Ketua Umum PBFI menyatakan bahwa ia sudah mengupayakan atlet tanpa doping, tetapi masih ‘kecolongan’ oleh atlet yang nakal pada PON 2024 lalu. “Kami mohon maaf bahwa dalam penyelenggaraan PON XXI masih ada penggunaan doping. Hal tersebut merupakan pukulan bagi kami dan akan terus kami evaluasi agar ke depan menjadi lebih baik,” jelas Alwi.
Dalam dunia olahraga memang ukuran keberhasilan dilihat dari kemenangan seorang atlet dalam sebuah kompetisi.
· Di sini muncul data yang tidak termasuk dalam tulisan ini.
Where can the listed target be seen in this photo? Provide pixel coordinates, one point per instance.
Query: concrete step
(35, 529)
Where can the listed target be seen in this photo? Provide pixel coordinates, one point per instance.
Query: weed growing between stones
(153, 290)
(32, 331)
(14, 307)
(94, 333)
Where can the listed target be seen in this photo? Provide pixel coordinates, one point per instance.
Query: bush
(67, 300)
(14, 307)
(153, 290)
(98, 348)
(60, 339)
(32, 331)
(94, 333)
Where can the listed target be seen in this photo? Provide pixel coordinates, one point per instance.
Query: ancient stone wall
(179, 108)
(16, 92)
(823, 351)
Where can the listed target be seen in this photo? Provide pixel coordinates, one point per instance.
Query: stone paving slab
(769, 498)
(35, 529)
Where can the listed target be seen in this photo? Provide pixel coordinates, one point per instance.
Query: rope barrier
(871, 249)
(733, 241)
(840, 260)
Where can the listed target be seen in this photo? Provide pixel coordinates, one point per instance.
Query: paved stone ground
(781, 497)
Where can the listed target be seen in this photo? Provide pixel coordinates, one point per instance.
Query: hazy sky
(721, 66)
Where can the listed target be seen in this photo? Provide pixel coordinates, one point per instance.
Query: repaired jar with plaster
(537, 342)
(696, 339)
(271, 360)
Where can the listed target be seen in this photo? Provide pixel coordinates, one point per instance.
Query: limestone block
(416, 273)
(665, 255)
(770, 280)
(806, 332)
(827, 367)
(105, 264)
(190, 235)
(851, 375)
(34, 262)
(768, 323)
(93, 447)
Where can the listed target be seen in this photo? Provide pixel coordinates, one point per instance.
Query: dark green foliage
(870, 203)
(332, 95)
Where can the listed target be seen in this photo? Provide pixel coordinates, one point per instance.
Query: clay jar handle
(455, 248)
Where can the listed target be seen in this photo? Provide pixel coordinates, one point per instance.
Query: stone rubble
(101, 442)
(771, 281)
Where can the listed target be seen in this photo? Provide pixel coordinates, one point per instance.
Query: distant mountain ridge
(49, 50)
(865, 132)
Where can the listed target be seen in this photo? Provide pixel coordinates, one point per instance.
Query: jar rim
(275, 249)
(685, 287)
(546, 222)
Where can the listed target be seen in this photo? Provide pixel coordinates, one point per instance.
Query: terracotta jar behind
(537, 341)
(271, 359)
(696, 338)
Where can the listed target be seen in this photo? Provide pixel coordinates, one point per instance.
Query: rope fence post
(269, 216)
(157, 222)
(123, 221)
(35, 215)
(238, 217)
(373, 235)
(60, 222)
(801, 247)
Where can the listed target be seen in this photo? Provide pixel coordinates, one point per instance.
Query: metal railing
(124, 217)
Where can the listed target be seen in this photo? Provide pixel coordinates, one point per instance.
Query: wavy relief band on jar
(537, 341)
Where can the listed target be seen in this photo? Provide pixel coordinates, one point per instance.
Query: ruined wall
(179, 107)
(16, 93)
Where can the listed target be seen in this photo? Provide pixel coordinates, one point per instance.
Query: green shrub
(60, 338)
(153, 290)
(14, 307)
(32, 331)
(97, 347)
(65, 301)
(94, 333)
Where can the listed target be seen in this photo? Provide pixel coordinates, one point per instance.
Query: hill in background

Tampil sempurna, fenomenal, memenuhi standar ekspektasi dan menjadi juara, menjadi tuntutan yang harus dipenuhi seorang atlet dalam berkompetisi. Kondisi seperti ini menciptakan tekanan yang cukup kuat.
Akhirnya, dalam situasi seperti ini, terdapat atlet yang memilih menggunakan doping sebagai jalan cepat untuk menjaga bentuk tubuh dan tenaga agar tetap kompetitif.

Namun, ‘jalan cepat’ ini membuat olahraga kehilangan esensinya. Seorang atlet harus dapat menjunjung nilai sportivitas dan kejujuran untuk menampilkan yang terbaik. Kalah dan menang menjadi bonus, yang terpenting adalah semangat sportivitas seorang atlet.